I do not know how a doctor can be a Tory MP and agree with what their own party is doing to the NHS.
He must know there is enough money collected in taxes and NI. He has obviously agreed for it to be spent in different ways. He cannot solve the problem when he is part of it.
He has agreed to reduce the number of tax collectors so that taxes are not collected to the full. He has agreed with the government on spending money on Trident instead of the NHS.

Lewlew Sun 28-Aug-16 11:21:00

Thanks durhamjen and daphnedill... very strange for an official govt site to put in such wrong info, and to what purpose? If the funding has shifted and the pots mixed over time, then what is the point. I wonder what they teach in schools... if at all...about how government works.

daphnedill Sun 28-Aug-16 13:04:49

Lewlew, schools teach almost nothing about how the government works. You probably know a lot more than the average British person born in the UK.

I don't know why the pots have become mixed, but I'm sure tha accountants do.
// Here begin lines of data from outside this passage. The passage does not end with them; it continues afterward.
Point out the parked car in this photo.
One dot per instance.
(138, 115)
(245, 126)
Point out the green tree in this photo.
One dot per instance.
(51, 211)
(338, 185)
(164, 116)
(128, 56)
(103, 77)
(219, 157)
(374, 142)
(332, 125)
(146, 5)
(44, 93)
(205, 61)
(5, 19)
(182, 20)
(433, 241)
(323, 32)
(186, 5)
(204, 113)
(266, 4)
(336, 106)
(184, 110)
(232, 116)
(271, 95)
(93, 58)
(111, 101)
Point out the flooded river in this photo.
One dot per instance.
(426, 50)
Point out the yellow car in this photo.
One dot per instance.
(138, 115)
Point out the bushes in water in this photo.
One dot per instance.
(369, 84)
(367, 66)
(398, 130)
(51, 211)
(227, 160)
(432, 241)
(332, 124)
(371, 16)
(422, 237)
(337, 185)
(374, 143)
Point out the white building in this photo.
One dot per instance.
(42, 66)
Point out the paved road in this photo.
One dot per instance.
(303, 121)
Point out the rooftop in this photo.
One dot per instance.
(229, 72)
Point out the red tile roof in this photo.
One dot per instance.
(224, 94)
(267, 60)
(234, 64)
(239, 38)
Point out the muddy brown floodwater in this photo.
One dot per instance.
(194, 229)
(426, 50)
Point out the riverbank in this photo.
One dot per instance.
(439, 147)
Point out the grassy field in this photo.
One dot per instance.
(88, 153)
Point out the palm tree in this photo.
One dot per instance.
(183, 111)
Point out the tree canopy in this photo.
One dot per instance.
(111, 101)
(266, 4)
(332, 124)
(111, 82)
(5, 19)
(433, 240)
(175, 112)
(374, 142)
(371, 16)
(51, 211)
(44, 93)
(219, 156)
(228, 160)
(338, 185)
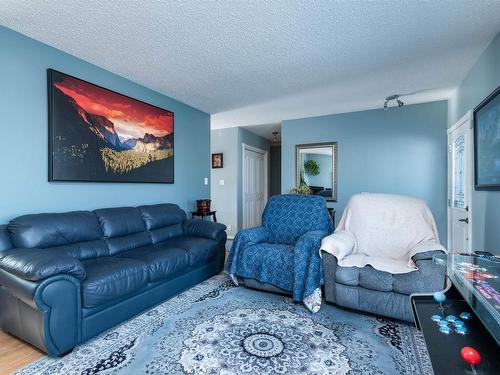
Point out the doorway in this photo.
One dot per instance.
(254, 184)
(460, 151)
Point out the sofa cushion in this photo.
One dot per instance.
(120, 221)
(81, 250)
(36, 264)
(163, 221)
(370, 278)
(123, 229)
(347, 275)
(161, 215)
(162, 261)
(426, 279)
(199, 249)
(109, 278)
(48, 230)
(132, 241)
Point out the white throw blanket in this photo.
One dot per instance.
(384, 231)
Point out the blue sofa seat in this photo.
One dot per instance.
(109, 278)
(199, 250)
(162, 261)
(66, 277)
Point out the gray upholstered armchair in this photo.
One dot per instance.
(381, 252)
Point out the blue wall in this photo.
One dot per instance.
(482, 79)
(225, 197)
(400, 151)
(23, 153)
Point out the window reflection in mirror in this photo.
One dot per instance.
(316, 168)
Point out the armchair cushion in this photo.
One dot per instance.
(202, 228)
(289, 216)
(36, 264)
(268, 263)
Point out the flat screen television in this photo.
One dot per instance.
(487, 143)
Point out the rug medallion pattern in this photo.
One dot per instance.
(215, 328)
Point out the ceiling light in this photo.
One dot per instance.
(391, 98)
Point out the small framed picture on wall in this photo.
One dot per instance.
(217, 160)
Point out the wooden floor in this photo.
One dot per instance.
(15, 353)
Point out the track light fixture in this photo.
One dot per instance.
(392, 98)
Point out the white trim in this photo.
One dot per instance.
(464, 118)
(470, 184)
(244, 147)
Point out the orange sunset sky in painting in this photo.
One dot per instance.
(132, 119)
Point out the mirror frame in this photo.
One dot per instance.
(298, 168)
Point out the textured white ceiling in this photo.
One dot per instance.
(265, 130)
(302, 58)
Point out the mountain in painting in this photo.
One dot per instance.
(86, 144)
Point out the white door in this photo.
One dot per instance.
(460, 185)
(254, 185)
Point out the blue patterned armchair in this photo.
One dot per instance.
(283, 254)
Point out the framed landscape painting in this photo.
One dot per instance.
(98, 135)
(487, 143)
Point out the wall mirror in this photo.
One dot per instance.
(316, 167)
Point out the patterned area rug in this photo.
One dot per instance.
(215, 328)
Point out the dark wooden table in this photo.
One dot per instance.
(204, 214)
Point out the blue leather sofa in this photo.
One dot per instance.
(66, 277)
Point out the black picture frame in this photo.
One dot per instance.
(158, 170)
(217, 160)
(479, 154)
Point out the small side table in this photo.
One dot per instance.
(204, 214)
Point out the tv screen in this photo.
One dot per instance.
(487, 143)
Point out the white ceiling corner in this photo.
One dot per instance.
(260, 62)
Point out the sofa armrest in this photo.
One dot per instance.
(202, 228)
(340, 244)
(427, 255)
(39, 264)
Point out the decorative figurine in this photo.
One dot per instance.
(471, 356)
(440, 297)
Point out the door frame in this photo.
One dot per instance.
(244, 147)
(467, 118)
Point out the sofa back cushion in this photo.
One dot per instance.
(49, 230)
(123, 228)
(163, 221)
(76, 234)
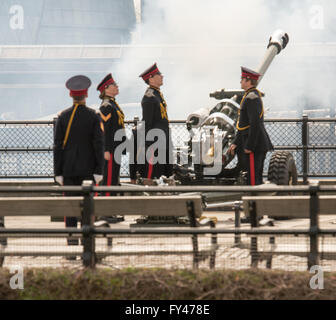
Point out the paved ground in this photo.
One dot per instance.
(168, 251)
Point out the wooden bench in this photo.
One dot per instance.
(293, 207)
(177, 205)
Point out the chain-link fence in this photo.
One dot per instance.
(118, 251)
(41, 243)
(26, 147)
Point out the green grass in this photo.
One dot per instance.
(156, 284)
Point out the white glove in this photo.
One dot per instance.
(59, 180)
(97, 178)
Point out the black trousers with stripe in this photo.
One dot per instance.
(71, 222)
(111, 172)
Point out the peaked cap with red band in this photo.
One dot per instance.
(108, 80)
(78, 86)
(250, 74)
(150, 72)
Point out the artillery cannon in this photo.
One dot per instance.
(212, 130)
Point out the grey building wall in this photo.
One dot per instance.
(68, 22)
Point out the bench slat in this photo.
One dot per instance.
(148, 206)
(289, 206)
(104, 206)
(41, 206)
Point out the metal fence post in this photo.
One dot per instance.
(236, 208)
(192, 217)
(305, 155)
(89, 255)
(313, 257)
(254, 240)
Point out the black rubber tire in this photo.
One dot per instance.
(282, 169)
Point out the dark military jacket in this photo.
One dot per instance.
(83, 154)
(154, 111)
(113, 120)
(251, 133)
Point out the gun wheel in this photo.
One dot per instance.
(282, 169)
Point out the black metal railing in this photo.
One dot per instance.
(26, 146)
(89, 232)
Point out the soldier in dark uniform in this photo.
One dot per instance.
(113, 120)
(154, 114)
(252, 141)
(78, 142)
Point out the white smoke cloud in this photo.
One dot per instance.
(200, 45)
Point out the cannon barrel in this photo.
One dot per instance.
(277, 43)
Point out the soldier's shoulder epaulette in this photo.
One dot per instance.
(106, 104)
(252, 95)
(149, 93)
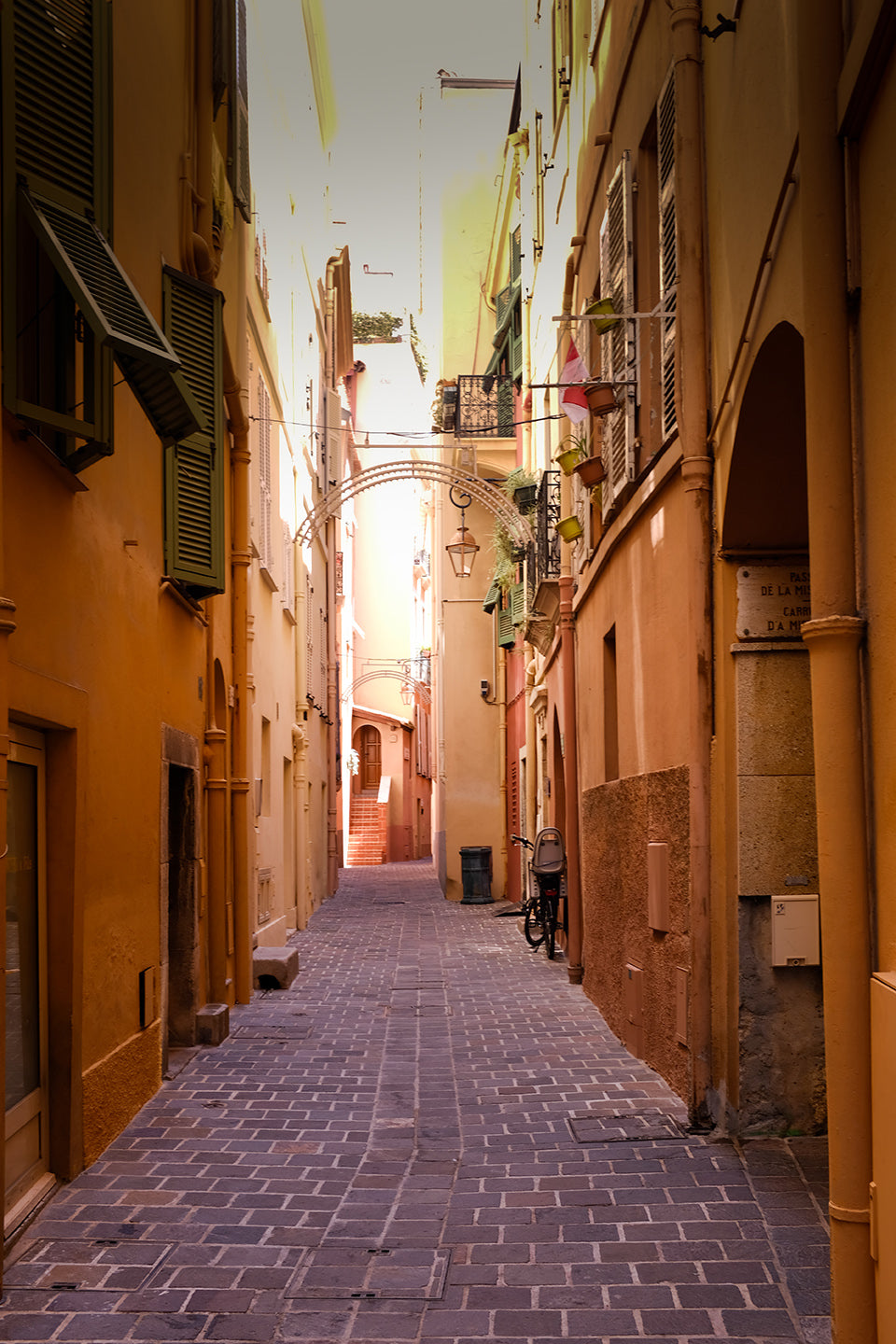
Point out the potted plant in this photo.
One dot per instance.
(571, 451)
(569, 528)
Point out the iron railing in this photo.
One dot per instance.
(547, 540)
(485, 406)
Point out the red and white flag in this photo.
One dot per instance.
(572, 399)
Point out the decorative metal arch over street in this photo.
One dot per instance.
(404, 678)
(481, 491)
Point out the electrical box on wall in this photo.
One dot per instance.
(794, 931)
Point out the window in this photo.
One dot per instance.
(620, 344)
(69, 307)
(195, 464)
(231, 82)
(562, 48)
(668, 256)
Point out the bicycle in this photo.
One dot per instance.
(543, 897)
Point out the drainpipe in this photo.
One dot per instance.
(241, 561)
(503, 770)
(332, 707)
(300, 742)
(696, 473)
(575, 969)
(531, 748)
(833, 637)
(7, 626)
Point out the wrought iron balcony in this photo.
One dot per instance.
(546, 537)
(485, 406)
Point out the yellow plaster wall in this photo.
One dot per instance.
(877, 204)
(117, 1086)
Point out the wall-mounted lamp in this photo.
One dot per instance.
(462, 546)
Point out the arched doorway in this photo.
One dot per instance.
(370, 751)
(764, 534)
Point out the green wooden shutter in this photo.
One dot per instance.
(195, 465)
(492, 597)
(57, 64)
(516, 595)
(238, 113)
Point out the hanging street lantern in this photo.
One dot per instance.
(462, 546)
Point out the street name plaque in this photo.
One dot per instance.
(773, 601)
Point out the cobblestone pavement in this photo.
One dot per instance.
(430, 1137)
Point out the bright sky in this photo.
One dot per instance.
(383, 52)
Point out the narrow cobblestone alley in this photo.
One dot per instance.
(431, 1136)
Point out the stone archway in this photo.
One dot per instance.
(436, 472)
(764, 534)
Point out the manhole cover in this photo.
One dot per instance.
(86, 1264)
(621, 1127)
(409, 1273)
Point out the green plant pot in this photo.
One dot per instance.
(567, 460)
(568, 528)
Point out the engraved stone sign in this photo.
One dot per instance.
(773, 601)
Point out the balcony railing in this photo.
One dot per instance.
(546, 537)
(485, 406)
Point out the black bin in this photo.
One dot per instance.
(476, 875)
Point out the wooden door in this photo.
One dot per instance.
(26, 1035)
(371, 757)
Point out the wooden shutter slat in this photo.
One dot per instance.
(193, 468)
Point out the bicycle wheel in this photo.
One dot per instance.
(532, 924)
(548, 924)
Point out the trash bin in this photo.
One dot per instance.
(476, 875)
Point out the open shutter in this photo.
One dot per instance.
(516, 595)
(238, 125)
(668, 259)
(618, 345)
(57, 61)
(195, 465)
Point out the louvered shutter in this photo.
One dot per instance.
(195, 465)
(57, 186)
(618, 345)
(238, 119)
(287, 592)
(668, 259)
(507, 635)
(516, 595)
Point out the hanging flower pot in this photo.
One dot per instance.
(601, 398)
(590, 472)
(568, 528)
(567, 457)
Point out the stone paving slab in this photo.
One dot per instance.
(430, 1136)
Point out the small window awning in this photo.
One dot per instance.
(117, 315)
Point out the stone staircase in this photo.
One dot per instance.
(366, 830)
My personal belief is that National Insurance needs reforming, because it's not doing the job nowadays that it was set up to do. It has been heavily criticised for being a regressive tax, because the wealthiest don't pay proportionately more and because the link between what people pay in and what they get out is almost non-existent.

durhamjen Sun 28-Aug-16 13:57:04

However, it could be changed so that there was no limit to the amount that the wealthy pay.

The point is that it is National INSURANCE.
I cannot recall ever being able to get out as much as I paid in in any insurance schemme I've paid into.
The idea of insurance is that you pay in just in case something bad happens. That should be what the NHS cover is all about, except that people who cannot afford to pay in should also be covered.